Отдавая должное документальным и вещественным первоисточникам, не перестаю удивляться устным рассказам о войне, военном быте на фронте и в тылу, если можно выразиться, «окопной правде», незамысловатым историям из уст простых людей. По своей сути, это зеркало народной жизни. Война втянула в свой огненный водоворот всех, от мала до велика. Устные свидетельства, разумеется, при строгом отборе составляют бесценную часть общероссийской историографии. Вспоминает Светлана Борисовна:
«В 1975 году нам с мужем на производстве дали путевку в один из черноморских домов отдыха в Адлере. В соседней с нами палате разместилась немолодая супружеская чета из Киева: она инженер, он врач. Разговорились. Спросили с удивлением: «Вы тоже жили до войны на Крещатике? А ваша девичья фамилия?». Отвечаю: «Скрынченко». Павел Григорьевич, так кажется звали соседа по палате, буквально обомлел. «Вот я перед вами живой, благодаря вашему отцу – начальнику передвижного военного госпиталя, которым командовал военврач Скрынченко. Когда окружение наших частей под Полтавой стало неизбежным, Борис Григорьевич твердо приказал: «Любой ценой вырывайтесь из окружения, только не плен!». Мы сумели вырваться и воевали до победы».

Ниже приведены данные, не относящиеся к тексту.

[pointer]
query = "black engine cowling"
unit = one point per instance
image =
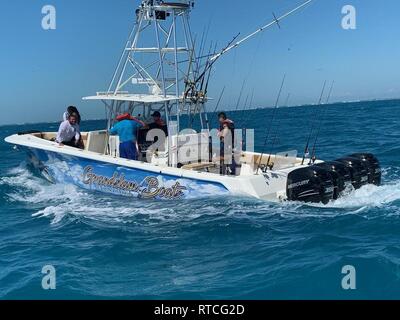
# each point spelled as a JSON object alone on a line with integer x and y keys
{"x": 341, "y": 176}
{"x": 358, "y": 169}
{"x": 374, "y": 168}
{"x": 310, "y": 184}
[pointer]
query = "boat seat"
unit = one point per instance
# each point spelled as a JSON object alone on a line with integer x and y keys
{"x": 199, "y": 166}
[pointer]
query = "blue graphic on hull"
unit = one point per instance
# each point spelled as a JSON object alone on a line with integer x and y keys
{"x": 119, "y": 180}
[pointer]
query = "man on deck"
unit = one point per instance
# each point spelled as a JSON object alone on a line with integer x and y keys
{"x": 227, "y": 136}
{"x": 69, "y": 132}
{"x": 126, "y": 130}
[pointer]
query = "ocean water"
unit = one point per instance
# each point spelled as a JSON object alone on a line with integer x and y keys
{"x": 219, "y": 248}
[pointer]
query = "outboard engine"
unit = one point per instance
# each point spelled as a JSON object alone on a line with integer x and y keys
{"x": 374, "y": 168}
{"x": 310, "y": 184}
{"x": 341, "y": 176}
{"x": 358, "y": 170}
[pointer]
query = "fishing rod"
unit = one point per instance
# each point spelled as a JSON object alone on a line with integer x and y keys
{"x": 247, "y": 116}
{"x": 244, "y": 134}
{"x": 287, "y": 100}
{"x": 313, "y": 158}
{"x": 306, "y": 149}
{"x": 272, "y": 122}
{"x": 240, "y": 95}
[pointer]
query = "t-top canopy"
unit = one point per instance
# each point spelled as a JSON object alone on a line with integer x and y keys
{"x": 139, "y": 98}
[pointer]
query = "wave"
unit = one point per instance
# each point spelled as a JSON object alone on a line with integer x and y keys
{"x": 62, "y": 200}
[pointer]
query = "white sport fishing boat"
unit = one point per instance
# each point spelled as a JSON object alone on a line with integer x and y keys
{"x": 160, "y": 70}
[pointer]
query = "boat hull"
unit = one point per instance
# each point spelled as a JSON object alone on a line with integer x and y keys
{"x": 120, "y": 180}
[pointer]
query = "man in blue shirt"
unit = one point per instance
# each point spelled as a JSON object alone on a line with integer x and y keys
{"x": 127, "y": 130}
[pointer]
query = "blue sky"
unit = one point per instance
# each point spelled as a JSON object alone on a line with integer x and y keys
{"x": 44, "y": 71}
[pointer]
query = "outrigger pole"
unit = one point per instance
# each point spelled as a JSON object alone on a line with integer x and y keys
{"x": 320, "y": 123}
{"x": 306, "y": 149}
{"x": 276, "y": 21}
{"x": 272, "y": 122}
{"x": 233, "y": 44}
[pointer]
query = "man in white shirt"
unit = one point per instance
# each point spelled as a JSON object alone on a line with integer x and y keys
{"x": 69, "y": 133}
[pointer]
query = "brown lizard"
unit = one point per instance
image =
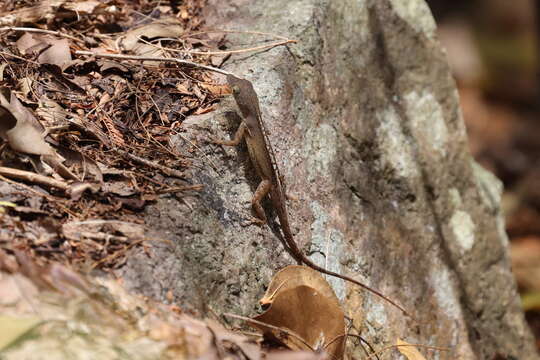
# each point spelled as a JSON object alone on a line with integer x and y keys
{"x": 261, "y": 154}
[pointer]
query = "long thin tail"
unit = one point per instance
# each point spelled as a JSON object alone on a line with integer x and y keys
{"x": 300, "y": 257}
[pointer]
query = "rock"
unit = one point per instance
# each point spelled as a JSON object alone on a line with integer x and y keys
{"x": 364, "y": 118}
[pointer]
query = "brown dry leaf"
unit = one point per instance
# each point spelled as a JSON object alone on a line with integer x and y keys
{"x": 57, "y": 50}
{"x": 525, "y": 256}
{"x": 27, "y": 135}
{"x": 82, "y": 7}
{"x": 311, "y": 315}
{"x": 409, "y": 350}
{"x": 296, "y": 355}
{"x": 78, "y": 230}
{"x": 45, "y": 10}
{"x": 224, "y": 336}
{"x": 295, "y": 275}
{"x": 171, "y": 28}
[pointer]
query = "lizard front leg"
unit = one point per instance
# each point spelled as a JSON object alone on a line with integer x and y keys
{"x": 240, "y": 133}
{"x": 264, "y": 186}
{"x": 262, "y": 190}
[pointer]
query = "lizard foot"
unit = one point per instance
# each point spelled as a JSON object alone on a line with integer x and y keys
{"x": 254, "y": 221}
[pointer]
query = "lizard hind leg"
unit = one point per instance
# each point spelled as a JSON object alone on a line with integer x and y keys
{"x": 262, "y": 190}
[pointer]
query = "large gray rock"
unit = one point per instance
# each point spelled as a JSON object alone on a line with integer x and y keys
{"x": 364, "y": 117}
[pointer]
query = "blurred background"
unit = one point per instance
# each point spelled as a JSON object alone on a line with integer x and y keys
{"x": 493, "y": 49}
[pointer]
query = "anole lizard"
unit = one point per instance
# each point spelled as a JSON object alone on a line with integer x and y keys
{"x": 261, "y": 154}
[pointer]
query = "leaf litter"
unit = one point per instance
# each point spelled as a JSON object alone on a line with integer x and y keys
{"x": 87, "y": 138}
{"x": 86, "y": 146}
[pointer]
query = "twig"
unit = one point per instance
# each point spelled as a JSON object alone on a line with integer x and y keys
{"x": 408, "y": 345}
{"x": 33, "y": 178}
{"x": 234, "y": 32}
{"x": 153, "y": 58}
{"x": 176, "y": 189}
{"x": 51, "y": 32}
{"x": 260, "y": 47}
{"x": 283, "y": 330}
{"x": 154, "y": 165}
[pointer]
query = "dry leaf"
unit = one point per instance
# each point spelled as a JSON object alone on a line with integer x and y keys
{"x": 303, "y": 302}
{"x": 14, "y": 327}
{"x": 27, "y": 135}
{"x": 57, "y": 50}
{"x": 295, "y": 275}
{"x": 82, "y": 7}
{"x": 170, "y": 28}
{"x": 408, "y": 350}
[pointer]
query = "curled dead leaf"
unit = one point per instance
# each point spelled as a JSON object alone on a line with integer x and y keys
{"x": 27, "y": 134}
{"x": 293, "y": 276}
{"x": 304, "y": 303}
{"x": 409, "y": 350}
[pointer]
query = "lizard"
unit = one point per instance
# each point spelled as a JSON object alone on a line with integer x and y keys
{"x": 262, "y": 156}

Так спустя десятилетия после войны догнала дочь весточка о героизме отца. Без сомнения, военврач Скрынченко оставался до конца человеком долга и чести. Он не мог оставить раненых, не имел права и сгинул в этом кровавом месиве. Кто теперь восстановит подробности…
И все это – за единственной, скупой строкой в «Книге Памяти» – пропал без вести в сорок первом году.